I was reminded of this recently while watching the seventh season finale of Smallville. The steady evolution of this character over the course of seven seasons has resulted in the single most well-developed portrait of Lex Luthor in any live-action medium. Consider the various Superman Movies. Whether played by Gene Hackman or Kevin Spacey, the character of Lex Luthor in all of those films was exceedingly one-dimensional. He was a power hungry megalomaniac with a penchant for selecting dim-witted criminal associates. Now certainly those films could have developed the character with more depth had they chosen to do so, but nonetheless the possibilities would still be horribly constrained by the format.

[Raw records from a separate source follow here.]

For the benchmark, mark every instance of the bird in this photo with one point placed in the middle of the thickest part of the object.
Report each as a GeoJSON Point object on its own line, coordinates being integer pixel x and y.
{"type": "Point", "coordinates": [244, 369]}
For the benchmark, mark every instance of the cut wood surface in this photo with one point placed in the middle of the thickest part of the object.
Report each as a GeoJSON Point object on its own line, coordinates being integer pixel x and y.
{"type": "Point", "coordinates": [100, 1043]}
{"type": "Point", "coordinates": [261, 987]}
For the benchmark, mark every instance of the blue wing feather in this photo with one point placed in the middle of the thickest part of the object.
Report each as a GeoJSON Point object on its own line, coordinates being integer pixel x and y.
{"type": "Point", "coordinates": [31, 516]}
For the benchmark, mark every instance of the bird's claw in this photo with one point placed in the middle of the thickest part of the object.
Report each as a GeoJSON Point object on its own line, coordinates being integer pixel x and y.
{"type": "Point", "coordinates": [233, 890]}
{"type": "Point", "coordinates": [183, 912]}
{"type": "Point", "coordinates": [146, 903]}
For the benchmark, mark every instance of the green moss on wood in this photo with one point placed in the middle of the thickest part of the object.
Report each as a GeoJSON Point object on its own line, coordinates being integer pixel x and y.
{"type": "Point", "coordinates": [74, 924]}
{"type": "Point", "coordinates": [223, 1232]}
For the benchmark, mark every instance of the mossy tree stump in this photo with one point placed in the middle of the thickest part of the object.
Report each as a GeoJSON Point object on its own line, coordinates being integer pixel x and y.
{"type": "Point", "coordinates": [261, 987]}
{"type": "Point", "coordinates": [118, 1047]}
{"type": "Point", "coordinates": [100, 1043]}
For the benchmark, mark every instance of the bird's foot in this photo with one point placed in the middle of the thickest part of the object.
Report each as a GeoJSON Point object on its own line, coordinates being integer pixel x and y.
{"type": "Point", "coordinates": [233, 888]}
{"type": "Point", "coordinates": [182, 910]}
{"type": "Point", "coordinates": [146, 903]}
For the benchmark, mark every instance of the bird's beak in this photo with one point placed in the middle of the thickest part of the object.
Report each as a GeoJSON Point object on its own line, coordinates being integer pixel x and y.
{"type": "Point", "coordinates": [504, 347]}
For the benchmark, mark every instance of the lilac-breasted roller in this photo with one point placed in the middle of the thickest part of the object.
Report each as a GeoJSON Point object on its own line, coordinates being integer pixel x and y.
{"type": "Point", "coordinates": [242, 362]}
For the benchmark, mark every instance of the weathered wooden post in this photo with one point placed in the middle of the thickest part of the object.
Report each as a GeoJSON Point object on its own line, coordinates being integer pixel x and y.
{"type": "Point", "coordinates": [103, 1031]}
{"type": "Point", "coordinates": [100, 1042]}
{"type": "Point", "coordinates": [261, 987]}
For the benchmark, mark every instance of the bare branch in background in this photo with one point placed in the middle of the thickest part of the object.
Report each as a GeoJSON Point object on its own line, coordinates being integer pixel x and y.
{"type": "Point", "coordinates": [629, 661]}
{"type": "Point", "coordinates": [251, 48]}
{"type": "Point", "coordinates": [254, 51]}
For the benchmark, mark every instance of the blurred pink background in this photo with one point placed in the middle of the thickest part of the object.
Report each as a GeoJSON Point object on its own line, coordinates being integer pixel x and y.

Smallville, by contrast, presents a Lex Luthor who at different times is sympathetic, tragic, evil, misguided, noble, loyal, deceitful, and murderous. In other words, a complex and multi-faceted character. A character who at the beginning of season one was Clark Kent's best friend and who, for all intents and purposes, wanted nothing more than to earn the love of his father and live up to the person Clark Kent believed him to be. When the series started, I thought, Okay, this will be like every other series. Lex will seem like a good guy for a few episodes and then transition into the villain. Yet to my surprise and delight, that transition took seven seasons to be accomplished. We viewers were treated to the slow and methodical creation of one of the most iconic villains in all of popular culture. We witnessed the various competing affections that tore at his soul -- the tyranny of a demanding father, the ghost of a loving mother who died too young, the task of living up to an impossible ideal. And at his core, Lex always seemed like a person who really only wanted one thing -- the unconditional approval of the people he loved, most notably his father and Clark Kent -- but who had no idea how to attain it. By taking such a villainous character and making us root for him even as we cheer against him, Smallville provides just another testimony to the power of television narrative.